Detailed immunofluorescence analysis was used to detect the expression of angiotensin-converting enzyme-2 (ACE-2) and transmembrane serine protease 2 (TMPRSS2) receptors in gingival epithelial and periodontal ligament cells, which was confirmed using Western blot analysis.
The potential of SARS-CoV-2 to infect HPLFs was explored by treating the cells with SARS-CoV-2 spike protein conjugated with a polyhistidine tag (His Tag). Anti-His Tag allophycocyanin (APC) conjugated antibodies were then used to locate the spike protein through immunofluorescence analysis.
In order to investigate whether COVID-19 caused fibrosis in periodontal tissues, HPLFs were either infected with lentiviruses carrying plasmids for the envelope, membrane, and nucleocapsid proteins of SARS-CoV-2 or treated with recombinant SARS-CoV-2 spike proteins.
For the study, acute and long infections were stimulated in the periodontal fibroblasts, and the cell proliferation was evaluated through immunostaining for anti-Bromodeoxyuridine (BrdU) antibodies.
Also, Western blotting was used to determine the production of collagen I and metalloproteinase-1 (MMP1) in the extracellular matrix to assess periodontal ligament tissue integrity.
In the study, the periodontal ligament fibroblasts treated with SARS-CoV-2 structural components were subjected to proteomic analysis to determine molecular mechanisms regulating COVID-19 pathology. Additionally, the Seahorse Mito stress test was conducted to understand the effects of SARS-CoV-2 infections on the function of mitochondrial fatty acid pathways.
The study findings were validated using etomoxir, which inhibits the mitochondrial β-oxidation pathway.
The study findings revealed that ACE-2 and TMPRSS2 were expressed in high levels in the periodontal tissues, and exposure to SARS-CoV-2 structural components such as the membrane and envelope proteins increased hyperproliferation of periodontal fibroblasts, along with apoptosis and senescence.
It was found that the molecular mechanisms mediating the fibrosis of periodontal tissues mainly consisted of the downregulation of β-oxidation in the mitochondria by SARS-CoV-2 membrane and envelope proteins.
It should be noted that past studies have revealed associations between downregulated mitochondrial β-oxidation and fibrosis in lungs and kidneys.
The study findings also highlighted the role of SARS-CoV-2 structural components other than the spike protein in disease pathology.
The study team stressed that various studies also identified the alternate mechanisms through which the envelope proteins increased the pathogenicity of SARS-CoV-2, including increased pH within the Golgi apparatus and the formation of cation channels.
The study team also conducted terminal deoxynucleotidyl transferase deoxyuridine triphosphate (dUTP) nick end labeling (TUNEL) to understand the involvement of SARS-CoV-2 structural components in increasing apoptosis and senescence.
These study findings indicated that the spike or nucleocapsid proteins did not contribute to an increase in apoptosis and senescence, and only the envelope and membrane proteins did.
Interestingly, the membrane and envelope proteins also upregulated collagen I production and decreased MMP1 enzyme production in the extracellular matrix, contributing to periodontal fibrosis.

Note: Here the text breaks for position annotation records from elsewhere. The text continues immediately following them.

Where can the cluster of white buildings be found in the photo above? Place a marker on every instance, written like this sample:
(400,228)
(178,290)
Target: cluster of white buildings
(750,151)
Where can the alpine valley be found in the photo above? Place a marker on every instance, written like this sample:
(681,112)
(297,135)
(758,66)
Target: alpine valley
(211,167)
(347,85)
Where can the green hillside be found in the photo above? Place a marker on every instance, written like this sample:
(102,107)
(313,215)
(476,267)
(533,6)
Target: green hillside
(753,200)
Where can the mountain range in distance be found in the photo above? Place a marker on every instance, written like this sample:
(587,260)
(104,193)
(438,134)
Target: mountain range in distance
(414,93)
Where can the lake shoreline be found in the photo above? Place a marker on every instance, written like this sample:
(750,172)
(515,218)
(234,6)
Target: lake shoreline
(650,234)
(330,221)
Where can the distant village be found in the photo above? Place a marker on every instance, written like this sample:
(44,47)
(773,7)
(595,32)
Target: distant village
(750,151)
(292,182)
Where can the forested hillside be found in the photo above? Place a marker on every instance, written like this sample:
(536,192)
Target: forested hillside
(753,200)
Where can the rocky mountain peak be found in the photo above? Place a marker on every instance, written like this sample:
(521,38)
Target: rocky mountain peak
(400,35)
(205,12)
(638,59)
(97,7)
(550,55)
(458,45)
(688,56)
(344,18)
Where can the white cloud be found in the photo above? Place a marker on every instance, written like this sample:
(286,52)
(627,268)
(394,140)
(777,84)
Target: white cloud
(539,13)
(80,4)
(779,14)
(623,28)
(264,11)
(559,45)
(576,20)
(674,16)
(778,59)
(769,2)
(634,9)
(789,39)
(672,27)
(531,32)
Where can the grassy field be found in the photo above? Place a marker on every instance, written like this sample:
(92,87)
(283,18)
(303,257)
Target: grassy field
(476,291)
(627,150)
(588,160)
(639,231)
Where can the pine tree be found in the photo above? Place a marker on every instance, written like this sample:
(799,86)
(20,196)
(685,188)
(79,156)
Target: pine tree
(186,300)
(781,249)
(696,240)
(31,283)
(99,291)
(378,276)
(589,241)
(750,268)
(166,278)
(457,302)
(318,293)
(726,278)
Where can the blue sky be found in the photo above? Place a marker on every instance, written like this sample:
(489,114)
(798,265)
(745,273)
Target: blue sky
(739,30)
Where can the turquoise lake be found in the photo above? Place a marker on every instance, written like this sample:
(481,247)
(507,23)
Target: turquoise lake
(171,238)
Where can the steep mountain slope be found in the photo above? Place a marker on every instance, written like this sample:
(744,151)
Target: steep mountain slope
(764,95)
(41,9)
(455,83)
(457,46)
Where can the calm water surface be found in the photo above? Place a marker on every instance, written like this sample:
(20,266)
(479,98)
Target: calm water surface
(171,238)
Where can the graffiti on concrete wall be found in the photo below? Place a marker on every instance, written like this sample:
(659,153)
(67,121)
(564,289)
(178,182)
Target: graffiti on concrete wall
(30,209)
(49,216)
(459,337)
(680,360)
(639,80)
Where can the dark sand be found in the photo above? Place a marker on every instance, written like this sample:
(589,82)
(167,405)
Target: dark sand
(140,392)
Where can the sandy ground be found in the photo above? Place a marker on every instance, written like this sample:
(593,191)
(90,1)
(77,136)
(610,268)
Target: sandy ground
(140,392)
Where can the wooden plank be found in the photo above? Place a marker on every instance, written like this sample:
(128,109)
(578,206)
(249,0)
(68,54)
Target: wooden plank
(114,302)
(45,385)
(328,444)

The study findings are the first to provide novel insights into the impact of SARS-CoV-2 infections on periodontal health.

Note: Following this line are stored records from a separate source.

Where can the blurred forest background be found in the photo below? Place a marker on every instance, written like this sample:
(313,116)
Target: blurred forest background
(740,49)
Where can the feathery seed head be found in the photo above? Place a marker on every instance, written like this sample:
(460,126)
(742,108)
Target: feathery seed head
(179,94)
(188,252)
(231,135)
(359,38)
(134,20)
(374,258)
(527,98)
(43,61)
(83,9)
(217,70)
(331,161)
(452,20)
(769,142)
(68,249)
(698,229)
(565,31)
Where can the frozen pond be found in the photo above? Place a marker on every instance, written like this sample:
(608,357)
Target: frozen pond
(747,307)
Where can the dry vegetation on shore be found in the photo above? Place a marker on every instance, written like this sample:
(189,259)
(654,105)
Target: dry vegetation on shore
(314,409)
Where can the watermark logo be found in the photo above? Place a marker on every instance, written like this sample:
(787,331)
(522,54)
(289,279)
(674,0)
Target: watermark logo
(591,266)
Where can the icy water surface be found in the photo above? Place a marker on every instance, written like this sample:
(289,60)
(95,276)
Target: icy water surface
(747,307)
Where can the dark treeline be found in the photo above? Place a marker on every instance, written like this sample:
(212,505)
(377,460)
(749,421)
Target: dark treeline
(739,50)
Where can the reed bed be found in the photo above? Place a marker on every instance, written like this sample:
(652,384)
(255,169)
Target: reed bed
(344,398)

The research findings revealed that the SARS-CoV-2 membrane and envelope proteins alter fatty acid degradation pathways in the mitochondria that are essential to maintain energy homeostasis. The dysregulation of the mitochondrial β-oxidation pathway leads to the hyperproliferation of periodontal fibroblasts, causing fibrosis, and increased apoptosis and senescence.
The study findings could contribute to a better understanding of the long COVID symptoms manifesting in other organ systems and provide targets for treatment.